Aims: The aim of the present study is to analyse the outcome and genotypic pattern of metastatic GIST patients which is largely unknown in India. Materials and Methods: The present study was a retrospective analysis of 24 patients of metastatic GIST. The case records were analysed for clinical profile, treatment response and prognostic factors. The archival samples were retrieved for c-kit mutation analysis in all but 5 patients for mutation analysis. Results: The median age of the study population was 56 years. At a median follow up of 29 months, the PFS was 45% at 2 years. Activating c-kit mutations were detected in 10 cases (52.6%). 80% of the mutations were located in Exon 11. Conclusions: The outcome of metastatic GIST patients has definitely improved from a virtually incurable state to a disease where median OS has reached 60 months. The genotype of Indian patients with GIST may be different from the western population which needs to be confirmed in a larger study.

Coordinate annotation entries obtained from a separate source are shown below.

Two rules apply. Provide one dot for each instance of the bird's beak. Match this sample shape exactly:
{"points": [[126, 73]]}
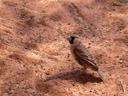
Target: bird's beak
{"points": [[68, 38]]}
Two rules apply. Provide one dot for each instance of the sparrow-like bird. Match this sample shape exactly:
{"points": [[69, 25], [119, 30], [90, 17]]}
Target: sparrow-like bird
{"points": [[82, 55]]}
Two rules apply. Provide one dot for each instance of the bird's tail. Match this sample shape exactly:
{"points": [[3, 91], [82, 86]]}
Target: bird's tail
{"points": [[100, 74]]}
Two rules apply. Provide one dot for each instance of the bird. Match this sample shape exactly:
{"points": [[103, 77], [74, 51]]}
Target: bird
{"points": [[82, 55]]}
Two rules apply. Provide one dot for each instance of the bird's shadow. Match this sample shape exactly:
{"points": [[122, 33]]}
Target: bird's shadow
{"points": [[78, 75]]}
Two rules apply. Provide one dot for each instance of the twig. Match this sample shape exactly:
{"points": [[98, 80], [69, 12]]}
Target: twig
{"points": [[122, 86]]}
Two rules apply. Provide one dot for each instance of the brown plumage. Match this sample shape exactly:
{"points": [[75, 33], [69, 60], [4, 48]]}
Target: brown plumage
{"points": [[82, 55]]}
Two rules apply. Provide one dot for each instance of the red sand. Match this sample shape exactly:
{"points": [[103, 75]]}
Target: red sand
{"points": [[33, 48]]}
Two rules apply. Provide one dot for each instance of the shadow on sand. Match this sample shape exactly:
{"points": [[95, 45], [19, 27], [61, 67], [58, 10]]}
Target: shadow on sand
{"points": [[78, 75]]}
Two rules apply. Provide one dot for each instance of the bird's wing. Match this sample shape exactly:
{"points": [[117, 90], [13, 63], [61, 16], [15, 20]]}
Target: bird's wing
{"points": [[83, 54]]}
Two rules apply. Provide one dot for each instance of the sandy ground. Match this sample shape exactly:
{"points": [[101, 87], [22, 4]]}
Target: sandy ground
{"points": [[34, 55]]}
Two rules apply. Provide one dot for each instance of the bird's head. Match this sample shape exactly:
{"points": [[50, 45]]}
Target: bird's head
{"points": [[73, 39]]}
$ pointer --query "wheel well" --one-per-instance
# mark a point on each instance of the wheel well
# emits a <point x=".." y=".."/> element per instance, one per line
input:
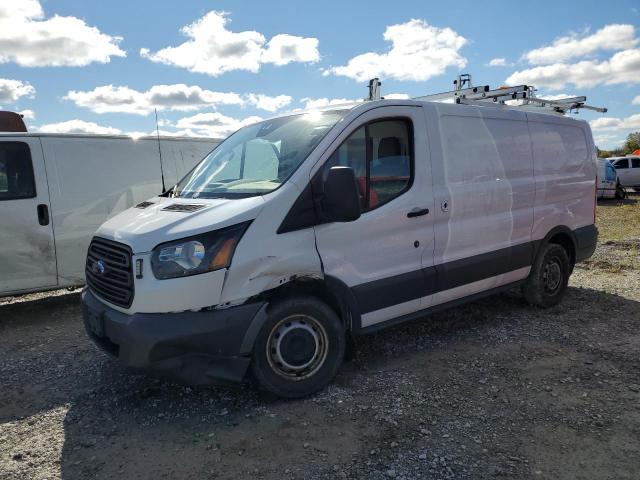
<point x="321" y="290"/>
<point x="566" y="242"/>
<point x="317" y="288"/>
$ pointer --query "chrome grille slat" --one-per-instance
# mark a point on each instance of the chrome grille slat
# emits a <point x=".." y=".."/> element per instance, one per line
<point x="115" y="284"/>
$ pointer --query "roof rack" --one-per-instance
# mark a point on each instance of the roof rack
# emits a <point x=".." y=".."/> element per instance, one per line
<point x="465" y="93"/>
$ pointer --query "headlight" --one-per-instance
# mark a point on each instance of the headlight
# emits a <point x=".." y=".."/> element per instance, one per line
<point x="199" y="254"/>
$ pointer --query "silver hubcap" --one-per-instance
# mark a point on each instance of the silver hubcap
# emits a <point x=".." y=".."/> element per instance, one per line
<point x="552" y="276"/>
<point x="297" y="347"/>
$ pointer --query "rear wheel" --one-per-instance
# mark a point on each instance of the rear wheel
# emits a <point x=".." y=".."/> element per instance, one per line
<point x="549" y="277"/>
<point x="300" y="347"/>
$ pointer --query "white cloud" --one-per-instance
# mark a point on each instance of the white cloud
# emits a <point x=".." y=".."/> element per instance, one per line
<point x="418" y="52"/>
<point x="613" y="123"/>
<point x="283" y="49"/>
<point x="30" y="40"/>
<point x="265" y="102"/>
<point x="213" y="124"/>
<point x="611" y="37"/>
<point x="623" y="67"/>
<point x="28" y="114"/>
<point x="552" y="69"/>
<point x="498" y="62"/>
<point x="12" y="90"/>
<point x="213" y="49"/>
<point x="181" y="97"/>
<point x="78" y="126"/>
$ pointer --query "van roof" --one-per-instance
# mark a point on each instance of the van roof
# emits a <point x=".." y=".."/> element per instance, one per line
<point x="98" y="136"/>
<point x="368" y="104"/>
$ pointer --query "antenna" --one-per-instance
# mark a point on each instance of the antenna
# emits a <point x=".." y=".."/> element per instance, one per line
<point x="159" y="151"/>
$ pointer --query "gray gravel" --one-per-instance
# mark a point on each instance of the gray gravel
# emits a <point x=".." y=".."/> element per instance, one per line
<point x="493" y="389"/>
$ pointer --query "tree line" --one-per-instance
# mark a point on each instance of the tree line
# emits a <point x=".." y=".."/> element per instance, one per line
<point x="631" y="144"/>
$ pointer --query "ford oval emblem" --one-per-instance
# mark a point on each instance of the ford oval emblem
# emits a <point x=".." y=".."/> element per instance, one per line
<point x="99" y="267"/>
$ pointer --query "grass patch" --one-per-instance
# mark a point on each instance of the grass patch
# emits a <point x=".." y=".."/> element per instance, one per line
<point x="619" y="220"/>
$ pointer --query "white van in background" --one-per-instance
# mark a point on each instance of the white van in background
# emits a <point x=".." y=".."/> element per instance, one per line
<point x="607" y="180"/>
<point x="302" y="231"/>
<point x="628" y="169"/>
<point x="56" y="190"/>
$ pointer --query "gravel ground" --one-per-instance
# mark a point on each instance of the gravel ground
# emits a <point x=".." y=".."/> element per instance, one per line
<point x="492" y="389"/>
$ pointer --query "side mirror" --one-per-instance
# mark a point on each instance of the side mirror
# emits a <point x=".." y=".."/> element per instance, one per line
<point x="341" y="202"/>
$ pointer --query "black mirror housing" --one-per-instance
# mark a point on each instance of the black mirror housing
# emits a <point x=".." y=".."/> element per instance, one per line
<point x="341" y="200"/>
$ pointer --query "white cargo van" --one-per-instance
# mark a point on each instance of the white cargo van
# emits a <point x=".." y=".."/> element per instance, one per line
<point x="628" y="169"/>
<point x="607" y="180"/>
<point x="302" y="232"/>
<point x="55" y="190"/>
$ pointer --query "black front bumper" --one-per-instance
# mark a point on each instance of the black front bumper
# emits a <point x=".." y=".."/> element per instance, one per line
<point x="195" y="348"/>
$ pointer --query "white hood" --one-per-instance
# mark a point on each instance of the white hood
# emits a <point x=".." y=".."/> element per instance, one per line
<point x="144" y="228"/>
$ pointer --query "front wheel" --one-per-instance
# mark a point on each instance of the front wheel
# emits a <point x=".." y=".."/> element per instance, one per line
<point x="299" y="348"/>
<point x="549" y="277"/>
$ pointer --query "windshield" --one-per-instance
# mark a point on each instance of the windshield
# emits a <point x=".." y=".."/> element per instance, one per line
<point x="258" y="158"/>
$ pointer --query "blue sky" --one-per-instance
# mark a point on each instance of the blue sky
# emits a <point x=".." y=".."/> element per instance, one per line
<point x="103" y="66"/>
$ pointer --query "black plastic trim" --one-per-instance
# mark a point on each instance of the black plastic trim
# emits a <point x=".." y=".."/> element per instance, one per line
<point x="436" y="308"/>
<point x="408" y="286"/>
<point x="586" y="239"/>
<point x="197" y="348"/>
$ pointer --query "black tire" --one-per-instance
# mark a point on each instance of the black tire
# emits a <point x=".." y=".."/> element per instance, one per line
<point x="547" y="282"/>
<point x="299" y="348"/>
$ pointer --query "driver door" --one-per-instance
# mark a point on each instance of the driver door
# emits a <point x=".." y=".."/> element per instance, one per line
<point x="380" y="255"/>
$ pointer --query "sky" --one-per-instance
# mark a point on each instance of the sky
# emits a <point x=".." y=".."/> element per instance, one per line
<point x="210" y="67"/>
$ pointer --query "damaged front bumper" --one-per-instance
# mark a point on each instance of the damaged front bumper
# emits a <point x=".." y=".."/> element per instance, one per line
<point x="195" y="348"/>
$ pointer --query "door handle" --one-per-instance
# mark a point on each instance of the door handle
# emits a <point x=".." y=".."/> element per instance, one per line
<point x="43" y="214"/>
<point x="417" y="212"/>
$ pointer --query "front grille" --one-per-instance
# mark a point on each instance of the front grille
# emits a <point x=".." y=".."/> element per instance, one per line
<point x="184" y="207"/>
<point x="108" y="271"/>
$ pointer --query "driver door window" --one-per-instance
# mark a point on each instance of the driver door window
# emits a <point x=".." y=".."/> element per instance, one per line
<point x="16" y="172"/>
<point x="380" y="154"/>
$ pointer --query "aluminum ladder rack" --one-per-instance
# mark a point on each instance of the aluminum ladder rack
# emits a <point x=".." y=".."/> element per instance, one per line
<point x="465" y="93"/>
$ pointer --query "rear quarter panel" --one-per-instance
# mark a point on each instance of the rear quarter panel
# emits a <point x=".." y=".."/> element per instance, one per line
<point x="564" y="161"/>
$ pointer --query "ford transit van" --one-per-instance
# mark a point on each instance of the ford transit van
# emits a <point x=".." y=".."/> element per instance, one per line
<point x="299" y="233"/>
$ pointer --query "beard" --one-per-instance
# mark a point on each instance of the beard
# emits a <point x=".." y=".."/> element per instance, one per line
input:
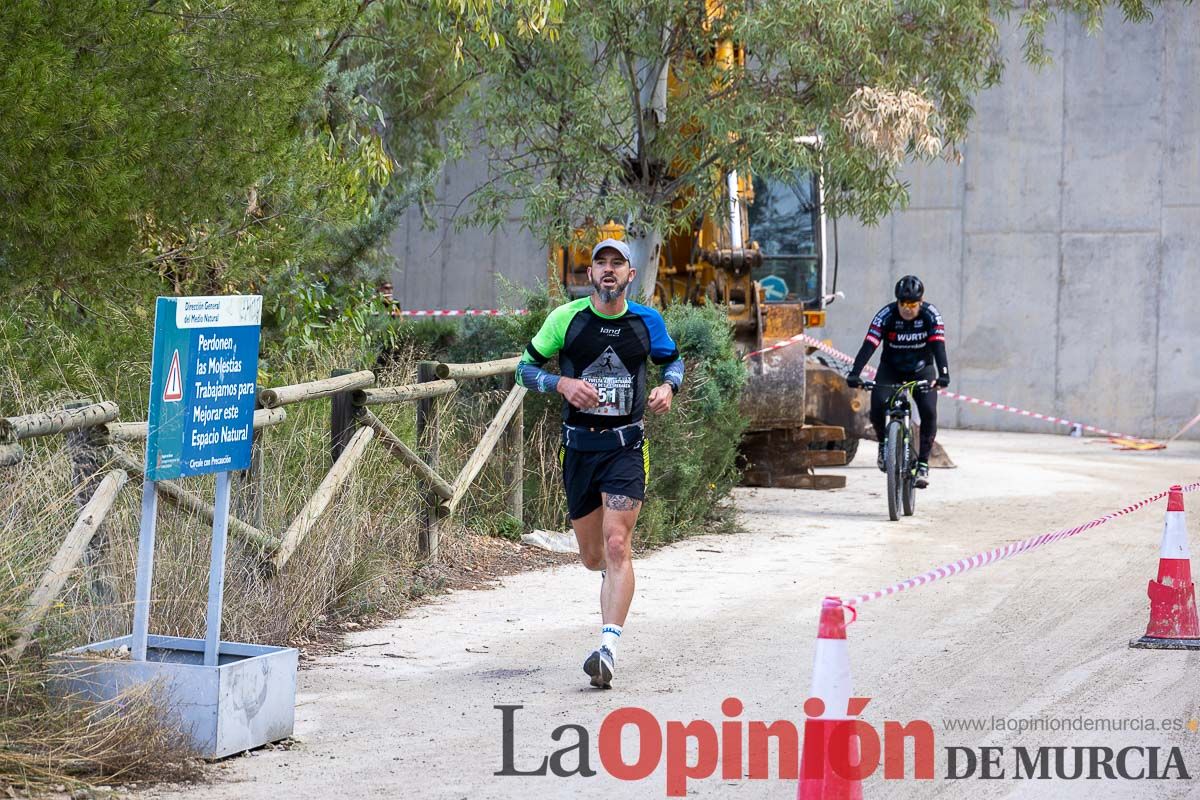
<point x="610" y="293"/>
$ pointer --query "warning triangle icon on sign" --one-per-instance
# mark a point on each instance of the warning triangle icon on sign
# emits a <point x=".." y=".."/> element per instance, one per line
<point x="174" y="389"/>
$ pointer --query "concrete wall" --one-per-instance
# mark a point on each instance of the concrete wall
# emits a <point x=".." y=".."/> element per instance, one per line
<point x="1063" y="251"/>
<point x="448" y="268"/>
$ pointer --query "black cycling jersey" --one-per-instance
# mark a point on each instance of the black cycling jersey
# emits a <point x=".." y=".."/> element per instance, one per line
<point x="909" y="344"/>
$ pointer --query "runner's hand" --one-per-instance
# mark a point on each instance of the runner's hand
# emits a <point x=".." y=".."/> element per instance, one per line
<point x="660" y="398"/>
<point x="579" y="394"/>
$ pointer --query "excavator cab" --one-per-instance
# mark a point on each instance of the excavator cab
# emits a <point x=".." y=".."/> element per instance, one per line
<point x="785" y="220"/>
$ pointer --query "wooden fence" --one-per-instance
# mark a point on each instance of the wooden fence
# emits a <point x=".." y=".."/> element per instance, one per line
<point x="101" y="465"/>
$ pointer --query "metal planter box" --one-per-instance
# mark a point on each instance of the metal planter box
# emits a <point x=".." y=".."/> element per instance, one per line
<point x="246" y="701"/>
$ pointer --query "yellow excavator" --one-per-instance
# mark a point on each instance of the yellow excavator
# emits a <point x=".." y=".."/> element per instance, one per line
<point x="765" y="260"/>
<point x="765" y="263"/>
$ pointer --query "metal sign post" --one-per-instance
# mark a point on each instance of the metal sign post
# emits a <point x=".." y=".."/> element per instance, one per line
<point x="227" y="696"/>
<point x="216" y="571"/>
<point x="145" y="570"/>
<point x="202" y="420"/>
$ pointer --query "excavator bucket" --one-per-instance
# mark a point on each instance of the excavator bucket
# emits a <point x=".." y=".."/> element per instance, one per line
<point x="779" y="450"/>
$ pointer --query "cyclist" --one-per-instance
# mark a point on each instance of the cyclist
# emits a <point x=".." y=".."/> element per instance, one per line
<point x="911" y="332"/>
<point x="604" y="343"/>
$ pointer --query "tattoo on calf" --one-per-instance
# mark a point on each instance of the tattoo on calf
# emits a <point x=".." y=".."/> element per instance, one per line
<point x="621" y="503"/>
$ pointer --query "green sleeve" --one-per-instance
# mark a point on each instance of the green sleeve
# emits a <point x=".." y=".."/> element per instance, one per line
<point x="549" y="341"/>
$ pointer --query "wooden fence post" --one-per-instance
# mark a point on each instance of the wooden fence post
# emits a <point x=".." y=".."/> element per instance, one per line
<point x="427" y="434"/>
<point x="342" y="421"/>
<point x="88" y="450"/>
<point x="249" y="482"/>
<point x="514" y="445"/>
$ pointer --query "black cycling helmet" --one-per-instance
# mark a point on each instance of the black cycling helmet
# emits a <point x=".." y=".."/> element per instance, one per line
<point x="910" y="288"/>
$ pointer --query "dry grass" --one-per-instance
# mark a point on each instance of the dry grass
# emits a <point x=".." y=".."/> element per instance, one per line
<point x="359" y="561"/>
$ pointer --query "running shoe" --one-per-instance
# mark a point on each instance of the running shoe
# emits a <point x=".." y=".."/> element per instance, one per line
<point x="922" y="481"/>
<point x="599" y="667"/>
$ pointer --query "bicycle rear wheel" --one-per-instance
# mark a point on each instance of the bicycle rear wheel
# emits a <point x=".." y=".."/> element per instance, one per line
<point x="893" y="459"/>
<point x="910" y="479"/>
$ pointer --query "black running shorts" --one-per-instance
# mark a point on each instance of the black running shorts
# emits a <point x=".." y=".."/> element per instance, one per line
<point x="613" y="471"/>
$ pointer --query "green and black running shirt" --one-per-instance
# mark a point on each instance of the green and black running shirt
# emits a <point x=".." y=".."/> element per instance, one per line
<point x="607" y="352"/>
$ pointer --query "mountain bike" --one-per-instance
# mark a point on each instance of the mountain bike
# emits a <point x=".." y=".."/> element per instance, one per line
<point x="900" y="449"/>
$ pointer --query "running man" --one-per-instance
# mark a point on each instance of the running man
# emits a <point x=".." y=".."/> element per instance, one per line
<point x="912" y="332"/>
<point x="603" y="343"/>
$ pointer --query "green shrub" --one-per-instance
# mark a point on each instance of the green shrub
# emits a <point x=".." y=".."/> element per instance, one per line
<point x="693" y="449"/>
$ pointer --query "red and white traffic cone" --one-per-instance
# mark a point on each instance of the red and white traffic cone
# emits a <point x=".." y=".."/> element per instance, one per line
<point x="1174" y="624"/>
<point x="831" y="686"/>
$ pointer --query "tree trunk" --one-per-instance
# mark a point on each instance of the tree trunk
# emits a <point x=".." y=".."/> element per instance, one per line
<point x="646" y="246"/>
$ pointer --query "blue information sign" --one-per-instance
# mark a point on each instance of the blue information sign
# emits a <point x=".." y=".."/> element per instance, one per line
<point x="203" y="384"/>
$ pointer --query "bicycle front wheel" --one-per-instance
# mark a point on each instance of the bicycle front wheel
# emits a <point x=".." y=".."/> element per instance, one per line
<point x="910" y="479"/>
<point x="894" y="463"/>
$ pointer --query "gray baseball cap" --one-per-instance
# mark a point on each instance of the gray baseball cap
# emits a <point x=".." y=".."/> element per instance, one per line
<point x="617" y="245"/>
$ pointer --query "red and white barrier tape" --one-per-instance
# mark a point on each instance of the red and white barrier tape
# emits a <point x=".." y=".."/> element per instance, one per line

Keywords: Gastrointestinal stromal tumor, Imatinib, c-kit


How to cite this article:
Cyriac S, Rajendranath R, Sagar T G. Gastrointestinal stromal tumor: Analysis of outcome and correlation with c-kit status in Indian population. Indian J Cancer 2014;51:35-9

How to cite this URL:
Cyriac S, Rajendranath R, Sagar T G. Gastrointestinal stromal tumor: Analysis of outcome and correlation with c-kit status in Indian population. Indian J Cancer [serial online] 2014 [cited 2020 Dec 2];51:35-9. Available from: https://www.indianjcancer.com/text.asp?2014/51/1/35/134616



 » Introduction Top


Gastrointestinal Stromal Tumors (GIST) are the most common mesenchymal tumors of the gastrointestinal tract. [1] The molecular hallmark of entity was discovered only 10 years back. Approximately 80-90% of the GIST exhibit activating KIT mutations. [2] The prognosis of metastatic GIST was considered dismal and hardly any patient survived beyond 1-2 years. The discovery of Imatinib and its use against Chronic Myeloid Leukemia led to more researches for targeted therapy. [3] Subsequently, the ability of Imatinib to inhibit KIT and PDGFR was noted. In two large phase III studies comparing imatinib dose levels (400 mg/day vs. 800 mg/day), the median progression-free survival (PFS) for either arm was approximately 20 months, and median overall survival (OS) was approximately 50 months. [4],[5] So the fact that the natural history of GIST has changed was clear.

Metastatic GIST management has taken a new turn in our country also after the introduction of Imatinib. Support programs like GIPAP (Glivec International Patient Assistance Program) provide free drugs to all patients with metastatic GIST. There is hardly any data about the treatment outcome of metastatic GIST in India. It would be interesting to check whether our patients behave similar to the reported series. The genotype pattern in our population also is largely unknown. This study is conducted to address both these important issues.


 » Materials and Methods Top


The present study was a retrospective analysis of 24 patients of metastatic GIST initiated on Imatinib from January 2002 to December 2007. The case records were analysed for clinical profile, treatment response and prognostic factors. Patients received treatment with imatinib at the standard dose of 400 mg/day, which was continued until there was disease progression, unacceptable toxicity, or patient refusal. Hemogram was monitored at each visit and liver/renal function tests were monitored.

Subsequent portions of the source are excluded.